The Army Museum Enterprise is getting rid of duplicate artifacts among its 580,000-item collection over the next five years, leaving opportunities for other museums, veterans organizations, national parks, and state and local governments to ultimately claim the excess inventory.

The divestiture will include artifacts from all 46 museums operated by AME, according to an Army Headquarters press release Monday.

“We expect that the first divestiture by site will take place in Spring of 2021, but we have been working on collections reviews over the past year," Stefan Rohal, AME’s historic materiel division chief, told Army Times.

Rohal’s division is working with the Defense Logistics Agency to establish the process for reviewing and distributing artifacts. He said the goal in announcing the plan early is to ensure that eligible organizations sign up with the General Services Administration so they have time to request property.

“The Army Museum Enterprise is reviewing everything from tanks and howitzers to uniforms and canteens,” Rohal said in the news release, adding that some artifacts could be tightly controlled by law and regulation.

Weapons, which require demilitarization, uniforms, hateful material, or anything with hazardous material cannot go to the general public, Rohal noted.

“Anything not in one of these categories that does not get picked up by an eligible organization could potentially make its way to the public,” Rohal said.

Historic signage, weapons and WWII-era personal items are among some 580,000 items in the Army Museum Enterprise inventory that will be retained or divested during a five-year project beginning in 2021. (DoD)
Historic signage, weapons and WWII-era personal items are among some 580,000 items in the Army Museum Enterprise inventory that will be retained or divested during a five-year project beginning in 2021. (DoD)

Army museums have been collecting artifacts for years, but the service only finished consolidating the different facilities under a single command in 2019.

The current effort was framed as a “right-sizing” by the Army HQ release, and it is intended to ensure the service only retains those artifacts that "need to be cared for in perpetuity.”

Organizations that are fully registered with federal surplus property request systems will be able to request items once property turn-ins begin.

Once the property is turned over to the Defense Logistics Agency, it goes through its screening process, according to Rohal.

“Our goal is that most of the material be placed with approved museums and educational institutions,” he said. “[The General Services Administration] believes they will place most of the property.”

Department of Defense entities, including other military museums, should request items through the Defense Logistics Agency.

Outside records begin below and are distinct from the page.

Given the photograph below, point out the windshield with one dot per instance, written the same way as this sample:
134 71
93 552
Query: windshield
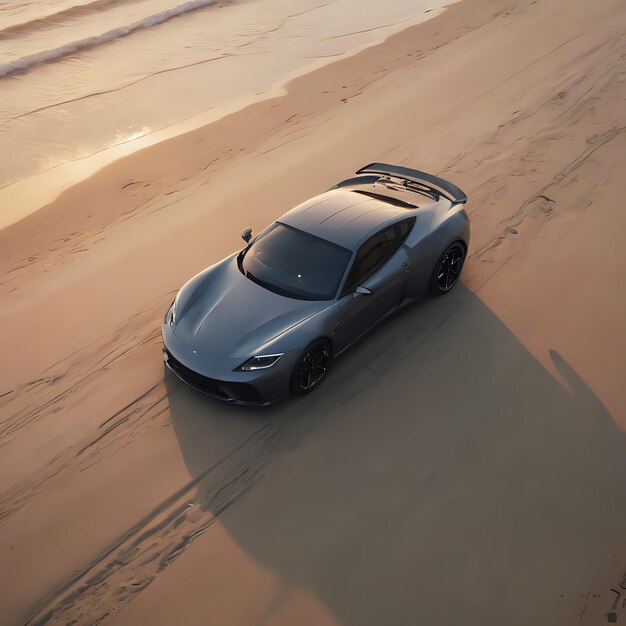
295 264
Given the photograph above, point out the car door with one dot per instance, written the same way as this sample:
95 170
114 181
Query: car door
380 265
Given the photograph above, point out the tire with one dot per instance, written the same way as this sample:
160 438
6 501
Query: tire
303 382
448 269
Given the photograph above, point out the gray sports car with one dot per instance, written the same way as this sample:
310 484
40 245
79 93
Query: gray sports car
265 322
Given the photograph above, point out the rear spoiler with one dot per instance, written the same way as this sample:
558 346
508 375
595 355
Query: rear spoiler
433 183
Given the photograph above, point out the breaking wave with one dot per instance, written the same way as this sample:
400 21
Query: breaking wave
27 62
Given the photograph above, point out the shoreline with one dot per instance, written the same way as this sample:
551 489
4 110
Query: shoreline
35 192
492 419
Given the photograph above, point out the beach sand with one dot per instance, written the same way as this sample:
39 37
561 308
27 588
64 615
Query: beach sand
464 464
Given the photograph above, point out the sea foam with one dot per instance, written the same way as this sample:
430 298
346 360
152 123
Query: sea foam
27 62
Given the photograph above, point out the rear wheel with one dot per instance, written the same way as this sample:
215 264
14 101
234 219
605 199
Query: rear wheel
311 368
448 269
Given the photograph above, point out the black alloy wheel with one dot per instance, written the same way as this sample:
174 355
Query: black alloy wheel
448 269
311 368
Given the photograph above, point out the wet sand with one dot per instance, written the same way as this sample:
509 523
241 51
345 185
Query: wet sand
463 464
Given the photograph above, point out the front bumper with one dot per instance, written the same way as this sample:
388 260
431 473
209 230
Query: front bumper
260 387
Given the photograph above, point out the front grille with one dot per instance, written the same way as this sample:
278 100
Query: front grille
238 392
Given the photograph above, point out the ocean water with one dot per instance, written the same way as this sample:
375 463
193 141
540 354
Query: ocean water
78 77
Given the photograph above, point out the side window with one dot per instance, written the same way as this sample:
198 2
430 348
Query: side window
376 251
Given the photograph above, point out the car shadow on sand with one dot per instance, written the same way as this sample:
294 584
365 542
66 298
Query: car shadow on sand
441 475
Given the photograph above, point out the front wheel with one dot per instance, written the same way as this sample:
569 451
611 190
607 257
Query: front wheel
448 269
311 368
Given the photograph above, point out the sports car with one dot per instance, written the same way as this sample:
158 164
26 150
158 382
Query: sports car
267 321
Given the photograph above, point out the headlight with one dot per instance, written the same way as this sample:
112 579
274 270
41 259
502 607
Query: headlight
260 362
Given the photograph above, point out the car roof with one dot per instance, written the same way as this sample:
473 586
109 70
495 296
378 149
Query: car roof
344 217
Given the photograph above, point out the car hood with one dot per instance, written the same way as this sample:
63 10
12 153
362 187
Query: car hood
228 315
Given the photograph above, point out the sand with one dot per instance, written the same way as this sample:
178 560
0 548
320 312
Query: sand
462 465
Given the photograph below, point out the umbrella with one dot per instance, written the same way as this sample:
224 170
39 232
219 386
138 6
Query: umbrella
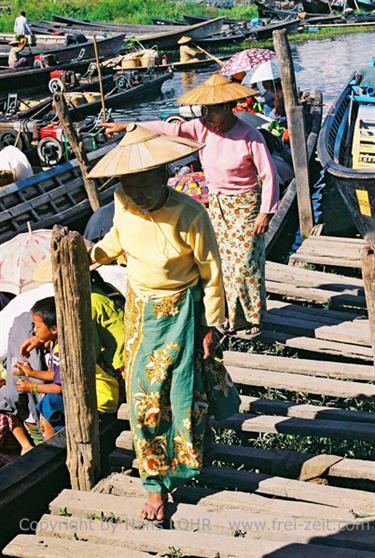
246 60
18 258
267 71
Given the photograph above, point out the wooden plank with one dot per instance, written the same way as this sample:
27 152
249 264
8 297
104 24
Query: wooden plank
257 405
359 501
35 546
339 430
189 543
121 484
185 517
311 345
303 411
344 332
301 383
318 296
284 463
324 368
311 278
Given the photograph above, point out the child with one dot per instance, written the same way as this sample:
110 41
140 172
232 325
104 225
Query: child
10 425
51 407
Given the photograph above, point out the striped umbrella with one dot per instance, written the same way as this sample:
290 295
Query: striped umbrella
247 60
18 258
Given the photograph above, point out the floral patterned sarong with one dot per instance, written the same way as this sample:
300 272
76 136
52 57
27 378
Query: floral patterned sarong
170 388
242 256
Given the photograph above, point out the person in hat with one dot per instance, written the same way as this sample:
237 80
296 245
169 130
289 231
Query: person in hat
174 300
187 53
243 192
14 58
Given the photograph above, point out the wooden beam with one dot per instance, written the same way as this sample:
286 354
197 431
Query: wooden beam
297 131
70 132
71 281
368 273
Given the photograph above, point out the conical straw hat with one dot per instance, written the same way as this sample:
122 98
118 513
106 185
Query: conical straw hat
216 90
141 150
184 40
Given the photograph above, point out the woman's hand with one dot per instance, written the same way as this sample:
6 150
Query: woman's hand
25 368
24 386
112 128
208 342
29 345
261 224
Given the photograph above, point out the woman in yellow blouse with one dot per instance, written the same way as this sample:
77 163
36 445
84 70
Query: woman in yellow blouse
175 298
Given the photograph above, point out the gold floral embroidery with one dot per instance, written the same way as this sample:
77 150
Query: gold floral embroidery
152 455
168 306
161 361
134 309
186 453
152 407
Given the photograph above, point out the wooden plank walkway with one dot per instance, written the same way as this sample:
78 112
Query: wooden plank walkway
329 250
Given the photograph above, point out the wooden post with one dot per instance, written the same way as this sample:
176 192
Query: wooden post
69 130
297 133
71 281
99 76
368 274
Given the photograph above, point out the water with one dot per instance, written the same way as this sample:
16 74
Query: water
327 65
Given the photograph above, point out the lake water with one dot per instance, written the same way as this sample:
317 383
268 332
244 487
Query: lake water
327 64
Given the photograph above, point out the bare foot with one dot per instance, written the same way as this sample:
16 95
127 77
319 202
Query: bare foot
26 449
254 330
153 508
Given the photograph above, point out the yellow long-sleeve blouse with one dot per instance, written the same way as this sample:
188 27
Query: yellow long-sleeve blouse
168 250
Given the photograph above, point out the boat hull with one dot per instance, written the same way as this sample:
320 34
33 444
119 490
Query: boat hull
356 186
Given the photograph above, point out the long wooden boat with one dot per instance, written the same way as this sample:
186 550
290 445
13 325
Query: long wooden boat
56 196
346 150
35 80
288 202
263 32
184 66
149 37
106 47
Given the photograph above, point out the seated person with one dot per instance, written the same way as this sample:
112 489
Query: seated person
14 58
274 100
187 53
10 426
51 407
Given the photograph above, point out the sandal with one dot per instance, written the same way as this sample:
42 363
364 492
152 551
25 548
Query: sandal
155 508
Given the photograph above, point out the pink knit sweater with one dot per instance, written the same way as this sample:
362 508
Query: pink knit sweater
232 161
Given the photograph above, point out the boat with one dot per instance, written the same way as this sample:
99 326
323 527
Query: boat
288 202
262 32
55 196
35 130
164 39
34 80
184 66
106 47
159 21
346 150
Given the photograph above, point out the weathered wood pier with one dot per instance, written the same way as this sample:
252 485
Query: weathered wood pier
251 500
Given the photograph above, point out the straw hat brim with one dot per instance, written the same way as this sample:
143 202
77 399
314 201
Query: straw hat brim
42 272
216 95
184 40
141 150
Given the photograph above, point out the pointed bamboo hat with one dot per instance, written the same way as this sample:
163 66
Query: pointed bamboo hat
141 150
215 90
184 40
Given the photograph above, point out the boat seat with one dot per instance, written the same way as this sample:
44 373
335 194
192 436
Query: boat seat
363 146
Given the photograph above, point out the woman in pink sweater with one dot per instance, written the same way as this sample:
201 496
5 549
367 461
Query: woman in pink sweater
243 192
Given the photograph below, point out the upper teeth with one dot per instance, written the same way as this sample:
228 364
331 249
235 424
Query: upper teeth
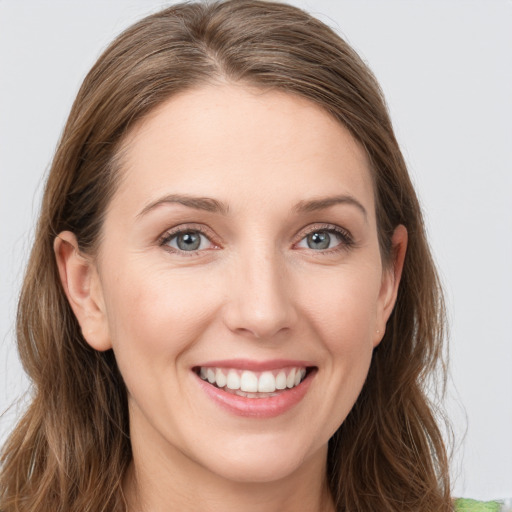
253 382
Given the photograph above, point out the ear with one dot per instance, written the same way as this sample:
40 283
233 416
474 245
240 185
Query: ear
390 280
82 287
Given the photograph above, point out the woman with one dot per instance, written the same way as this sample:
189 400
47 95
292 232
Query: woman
230 301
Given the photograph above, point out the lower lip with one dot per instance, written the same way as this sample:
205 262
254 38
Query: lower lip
258 407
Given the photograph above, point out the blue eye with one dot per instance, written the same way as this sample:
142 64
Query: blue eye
187 241
326 238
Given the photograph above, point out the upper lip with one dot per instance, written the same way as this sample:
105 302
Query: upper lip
256 366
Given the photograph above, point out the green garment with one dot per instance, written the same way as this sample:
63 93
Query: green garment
465 505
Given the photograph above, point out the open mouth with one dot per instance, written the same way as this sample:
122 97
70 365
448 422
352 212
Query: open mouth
250 384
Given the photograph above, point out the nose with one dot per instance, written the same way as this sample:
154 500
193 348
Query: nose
260 296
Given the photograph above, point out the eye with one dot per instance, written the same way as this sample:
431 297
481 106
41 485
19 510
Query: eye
186 240
326 238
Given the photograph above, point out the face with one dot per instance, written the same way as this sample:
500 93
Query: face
239 281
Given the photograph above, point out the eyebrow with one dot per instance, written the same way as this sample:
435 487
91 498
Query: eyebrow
323 203
214 206
199 203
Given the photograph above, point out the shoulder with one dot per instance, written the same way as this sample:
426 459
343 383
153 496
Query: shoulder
467 505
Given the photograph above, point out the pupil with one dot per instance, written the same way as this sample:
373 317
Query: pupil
319 240
189 241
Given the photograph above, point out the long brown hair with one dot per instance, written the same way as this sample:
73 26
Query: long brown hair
71 449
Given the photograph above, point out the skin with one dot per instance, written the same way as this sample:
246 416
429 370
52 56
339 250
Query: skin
255 289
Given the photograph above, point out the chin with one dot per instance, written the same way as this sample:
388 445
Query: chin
262 460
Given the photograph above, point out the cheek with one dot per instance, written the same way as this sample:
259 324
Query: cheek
156 315
343 307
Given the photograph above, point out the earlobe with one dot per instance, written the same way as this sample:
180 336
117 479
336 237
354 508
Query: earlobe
81 284
391 280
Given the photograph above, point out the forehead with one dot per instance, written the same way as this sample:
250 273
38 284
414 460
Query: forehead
242 144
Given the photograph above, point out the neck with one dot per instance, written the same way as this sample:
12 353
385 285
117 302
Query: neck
159 483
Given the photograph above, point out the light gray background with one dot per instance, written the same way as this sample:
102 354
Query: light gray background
446 69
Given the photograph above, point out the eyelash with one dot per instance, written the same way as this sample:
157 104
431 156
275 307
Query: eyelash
347 242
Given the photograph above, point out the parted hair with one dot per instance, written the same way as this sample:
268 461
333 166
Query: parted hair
71 449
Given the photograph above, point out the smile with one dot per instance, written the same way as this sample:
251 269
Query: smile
252 384
257 390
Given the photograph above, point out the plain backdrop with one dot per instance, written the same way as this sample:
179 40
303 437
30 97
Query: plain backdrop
446 69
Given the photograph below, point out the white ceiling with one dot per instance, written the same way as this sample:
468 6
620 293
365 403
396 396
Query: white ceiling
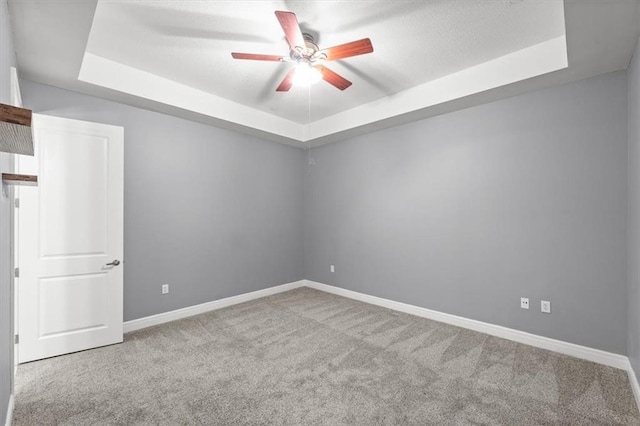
429 56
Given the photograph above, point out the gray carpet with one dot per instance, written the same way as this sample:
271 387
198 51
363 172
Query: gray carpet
308 357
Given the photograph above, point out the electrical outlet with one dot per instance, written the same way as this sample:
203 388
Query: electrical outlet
545 306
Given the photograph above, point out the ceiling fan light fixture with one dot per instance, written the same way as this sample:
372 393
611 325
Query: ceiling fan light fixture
306 75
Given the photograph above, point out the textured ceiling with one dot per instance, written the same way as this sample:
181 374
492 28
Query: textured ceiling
430 57
414 42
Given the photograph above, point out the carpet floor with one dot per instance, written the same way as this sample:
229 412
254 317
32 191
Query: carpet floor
305 357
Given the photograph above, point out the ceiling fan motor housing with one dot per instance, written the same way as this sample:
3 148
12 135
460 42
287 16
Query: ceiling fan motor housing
309 54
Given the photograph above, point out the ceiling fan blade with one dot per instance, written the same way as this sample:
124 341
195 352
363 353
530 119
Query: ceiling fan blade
333 78
346 50
257 57
287 81
289 24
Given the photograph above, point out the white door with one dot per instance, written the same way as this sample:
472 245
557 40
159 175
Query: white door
70 239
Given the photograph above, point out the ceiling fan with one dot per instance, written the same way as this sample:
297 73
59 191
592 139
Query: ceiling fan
308 57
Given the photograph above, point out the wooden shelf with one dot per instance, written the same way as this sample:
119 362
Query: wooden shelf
13 179
15 130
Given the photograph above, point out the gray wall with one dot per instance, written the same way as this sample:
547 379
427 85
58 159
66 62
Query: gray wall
210 212
466 212
7 60
633 130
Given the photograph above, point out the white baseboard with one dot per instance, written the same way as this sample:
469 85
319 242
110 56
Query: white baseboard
571 349
9 420
578 351
152 320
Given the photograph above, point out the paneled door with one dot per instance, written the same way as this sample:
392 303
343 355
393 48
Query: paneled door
70 239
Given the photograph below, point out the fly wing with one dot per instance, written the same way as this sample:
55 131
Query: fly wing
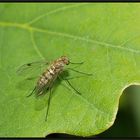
32 69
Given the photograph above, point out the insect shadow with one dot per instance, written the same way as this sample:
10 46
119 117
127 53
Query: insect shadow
50 79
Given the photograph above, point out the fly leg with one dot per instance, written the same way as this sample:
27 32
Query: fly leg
50 89
31 92
68 82
88 74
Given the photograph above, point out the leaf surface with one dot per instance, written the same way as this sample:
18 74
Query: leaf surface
104 36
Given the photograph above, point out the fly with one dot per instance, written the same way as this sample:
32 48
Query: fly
48 77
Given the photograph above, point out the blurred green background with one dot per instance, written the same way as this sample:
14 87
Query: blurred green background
127 123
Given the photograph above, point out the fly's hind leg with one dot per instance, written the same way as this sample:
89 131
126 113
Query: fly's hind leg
50 89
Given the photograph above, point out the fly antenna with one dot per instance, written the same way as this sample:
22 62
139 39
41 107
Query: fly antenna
76 63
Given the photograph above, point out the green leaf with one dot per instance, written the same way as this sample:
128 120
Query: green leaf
104 36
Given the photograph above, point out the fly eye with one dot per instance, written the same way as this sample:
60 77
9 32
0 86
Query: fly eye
29 64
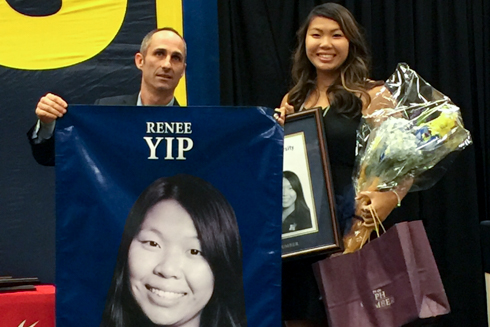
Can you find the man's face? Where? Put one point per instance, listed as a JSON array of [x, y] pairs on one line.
[[163, 64]]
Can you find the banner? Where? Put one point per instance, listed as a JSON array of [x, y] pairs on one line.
[[168, 214]]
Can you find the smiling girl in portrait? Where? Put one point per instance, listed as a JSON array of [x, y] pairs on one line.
[[179, 261], [331, 71]]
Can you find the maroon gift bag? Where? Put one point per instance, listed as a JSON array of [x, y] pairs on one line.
[[391, 281]]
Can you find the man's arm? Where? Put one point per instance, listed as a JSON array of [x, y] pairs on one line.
[[49, 108]]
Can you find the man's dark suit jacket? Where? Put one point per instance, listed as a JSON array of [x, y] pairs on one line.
[[44, 152]]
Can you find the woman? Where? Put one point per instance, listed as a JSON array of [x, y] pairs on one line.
[[331, 70], [179, 261], [295, 212]]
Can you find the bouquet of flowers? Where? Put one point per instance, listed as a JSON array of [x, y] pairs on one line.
[[410, 130]]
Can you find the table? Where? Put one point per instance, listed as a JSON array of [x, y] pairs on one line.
[[28, 308]]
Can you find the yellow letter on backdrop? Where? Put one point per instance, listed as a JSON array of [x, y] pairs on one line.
[[77, 32], [169, 14]]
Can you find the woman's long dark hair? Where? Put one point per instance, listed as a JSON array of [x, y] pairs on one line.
[[354, 72], [300, 203], [217, 229]]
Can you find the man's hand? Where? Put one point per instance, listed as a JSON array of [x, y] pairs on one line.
[[50, 107]]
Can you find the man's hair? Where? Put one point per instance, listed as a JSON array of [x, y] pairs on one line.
[[147, 39]]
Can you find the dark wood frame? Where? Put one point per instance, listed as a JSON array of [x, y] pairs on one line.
[[327, 238]]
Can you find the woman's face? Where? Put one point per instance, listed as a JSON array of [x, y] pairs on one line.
[[288, 194], [327, 47], [170, 279]]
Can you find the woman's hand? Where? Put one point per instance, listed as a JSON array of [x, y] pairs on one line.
[[382, 203], [284, 110]]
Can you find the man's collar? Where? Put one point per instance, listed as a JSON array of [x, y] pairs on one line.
[[140, 103]]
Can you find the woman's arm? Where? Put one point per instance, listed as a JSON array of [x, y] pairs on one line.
[[381, 202]]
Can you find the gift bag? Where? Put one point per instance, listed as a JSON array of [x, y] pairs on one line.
[[391, 281]]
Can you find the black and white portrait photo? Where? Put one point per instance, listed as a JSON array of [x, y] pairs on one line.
[[298, 206], [179, 262]]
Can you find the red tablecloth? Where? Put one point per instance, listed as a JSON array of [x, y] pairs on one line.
[[28, 308]]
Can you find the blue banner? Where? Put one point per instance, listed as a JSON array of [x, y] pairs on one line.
[[168, 215]]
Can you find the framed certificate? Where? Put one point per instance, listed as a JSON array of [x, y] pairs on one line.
[[309, 223]]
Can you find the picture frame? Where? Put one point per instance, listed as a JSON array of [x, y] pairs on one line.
[[311, 227]]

Non-DoD entities such as the National Park Service, Smithsonian Institute, or similar organizations should request items from the U.S. General Services Administration website by contacting their national utilization officer.

Material not required by a federal entity will be declared surplus, released from the Army artifact collection, and made available to museums, states and municipalities, veterans organizations and other eligible recipients that qualify for the GSA Federal Surplus Personal Property Donation Program, according to the Army HQ release.